It is Earth Day, a holiday that all the world should join hands to celebrate since it is secular and concerns all people. Except the religious. Theologies are inured to common celebration; any admission that others might be right is a chink in the implacable armor of conviction. So it was not such a great surprise when an Iranian cleric this week blamed Iran’s earthquakes on women. Fuming like Eyjafjallajokull, the imam cited immodesty on the part of women as leading men to temptation and the very earth whose day we celebrate shakes in rage. Why it is that the burden to prevent sexual temptation should fall on women alone is unfathomable. If men have such trouble controlling their urges perhaps they ought to explore real estate on Mars, although it is doubtful they would be happy there.

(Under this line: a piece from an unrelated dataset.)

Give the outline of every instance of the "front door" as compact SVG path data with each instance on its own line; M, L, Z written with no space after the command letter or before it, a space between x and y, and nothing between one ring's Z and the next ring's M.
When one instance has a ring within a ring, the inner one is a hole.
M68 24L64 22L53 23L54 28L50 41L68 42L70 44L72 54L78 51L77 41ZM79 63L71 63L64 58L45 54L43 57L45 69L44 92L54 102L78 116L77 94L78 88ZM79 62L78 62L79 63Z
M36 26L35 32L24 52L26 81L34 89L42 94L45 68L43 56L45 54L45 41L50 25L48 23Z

The earth, our common home, was conceived to be female by many ancient societies. The Greeks of the Classical era called her Gaia and gave her the honor of being the earliest deity to emerge from Chaos. In the Bible, desexed and depersonalized, the earth was constructed on the first three days before any living inhabitants cluttered its pristine surface. With the drive of Christian conviction that this unruly mother should be subdued under human dominion the industrial revolution began a process of disrobing and dismembering Gaia, an impersonal “it” to be exploited. The Bible could be cited as demanding such action; we were commanded to take control. And our religions provided the ethics to underscore our mandate.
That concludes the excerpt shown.